The social safety net, siblings, spouse or partner, extended family or friends are a critical component to this equation. The challenges of caring for an elder will test the strength of these relationships. There are cases where the care of a parent will fall on either the youngest sibling or elder as opposed to sharing the load among the chil­dren. Then there’s the case of only children who depend on the extended family and close friends for support. These situations show who will step up to the plate.

While some circumstances may seem unfair, and some are, we rise to the occasion based on our personal makeup and/or gifts. Caring for an elder is not easy, and it is not for everyone. One issue to be mindful of is to manage our personal rest periods. We are no good as caregivers if we are not healthy. We must remember to keep a proper diet, get as much rest as possible and stay away from stressful situations.

In some countries, there are programs that provide a stipend when a family member is caring for an elder. This is given to offset the cost of care, food, gas, travel or other minor expenses. This is a new incentive presented as an alternative to hiring a caregiver when a family member can provide the level of service required.

The next consideration is when caring for an elder is beyond our personal capacity, and we need to place them in a supported living situ­ation because they need supervision and care that we can no longer provide. This is probably one of the hardest decisions to make.

We are used to mom or dad being inde­pendent, living their lives, and on their terms, but we need to be alert to tell-tale signs that things are no longer as they should be.

Whether it’s coming in and finding the teapot on the stove, burner going and the water has boiled off, filling the kitchen with the odour of burning metal; having to an­swer the same question 4 or more times in a fifteen-minute time frame; or a decline in personal daily living skills, we need to accept what these things might mean.

Usually, the kitchen is clean, but lately, there have been dishes with unfinished food on the table, doors are left unlocked or open, or your loved one is taking an extraordinarily long time to get dressed, or asking for daily medications that they’ve already taken.

There are other signs, but the key is to pay attention, who knows our family members better than we do?

These things are further complicated if the elder becoming infirmed or injured lives in another city or country. An associate of mine received a phone call to come home quick, his father wasn’t doing too well and was in the hospital, home being London. This oc­curred on the cusp of the holiday season, so even though the family was on holiday, they hadn’t quite planned to spend it visiting dad in the hospital.
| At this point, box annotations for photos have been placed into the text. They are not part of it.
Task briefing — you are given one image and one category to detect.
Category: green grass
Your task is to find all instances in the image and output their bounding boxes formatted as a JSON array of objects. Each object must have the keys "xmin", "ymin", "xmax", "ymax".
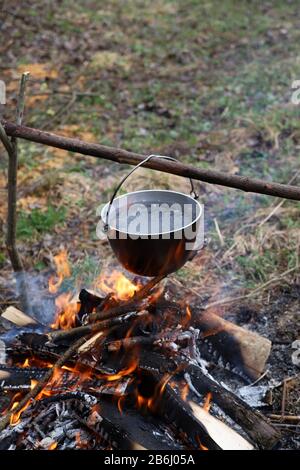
[{"xmin": 17, "ymin": 206, "xmax": 66, "ymax": 239}]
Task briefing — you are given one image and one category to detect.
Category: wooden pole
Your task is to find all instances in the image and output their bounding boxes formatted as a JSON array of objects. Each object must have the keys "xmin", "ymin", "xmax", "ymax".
[{"xmin": 2, "ymin": 121, "xmax": 300, "ymax": 201}]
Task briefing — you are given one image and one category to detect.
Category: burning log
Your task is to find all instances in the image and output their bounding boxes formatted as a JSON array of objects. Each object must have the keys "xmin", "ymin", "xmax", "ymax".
[
  {"xmin": 185, "ymin": 364, "xmax": 280, "ymax": 449},
  {"xmin": 192, "ymin": 312, "xmax": 272, "ymax": 380},
  {"xmin": 0, "ymin": 338, "xmax": 85, "ymax": 431},
  {"xmin": 188, "ymin": 401, "xmax": 254, "ymax": 450},
  {"xmin": 139, "ymin": 351, "xmax": 280, "ymax": 449},
  {"xmin": 101, "ymin": 399, "xmax": 184, "ymax": 450},
  {"xmin": 47, "ymin": 310, "xmax": 149, "ymax": 343},
  {"xmin": 2, "ymin": 121, "xmax": 300, "ymax": 201},
  {"xmin": 0, "ymin": 366, "xmax": 49, "ymax": 389},
  {"xmin": 89, "ymin": 274, "xmax": 166, "ymax": 322}
]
Having the difficult conversation with the doctors takes on new meaning when the prognosis is not simple. Planning for a week-long visit that may turn into three weeks or more presents financial challenges and adds major stress to an already stressful situation.

This is where a robust social safety net pays off. Staying with family as opposed to a hotel or motel, if there is not ready public transportation catching a lift with family or friends of the family can take a lot off your plate.

You may ask when should I start prepar­ing? As they say with planting trees, when is the best time to plant one? Twenty years ago. When’s the next time? Now!

Every hour you spend in preparation now can take hours, days or weeks off stress­ful activities backtracking through bills, researching benefits, or looking for legal documentation.

Elders can be very cantankerous about your perceived interference, but you must try to reassure them that you are here to help and be aware that you must follow correct legal procedures in these matters. Please be sure to consult a legal expert in the drafting and correct use of documents.

Finally, whatever the situation; don’t go it alone – make sure you reach out for help. Even if it’s just someone you can talk to. To be able to share what we experience pro­vides two things for us. First, we gain comfort in knowing we are not alone. Second, talking about what we’re going through may provide solutions to challenges we are experiencing or the person we’re sharing with.

For most of our lives, we don’t really consider having to care for one or both of our parents for an extended period.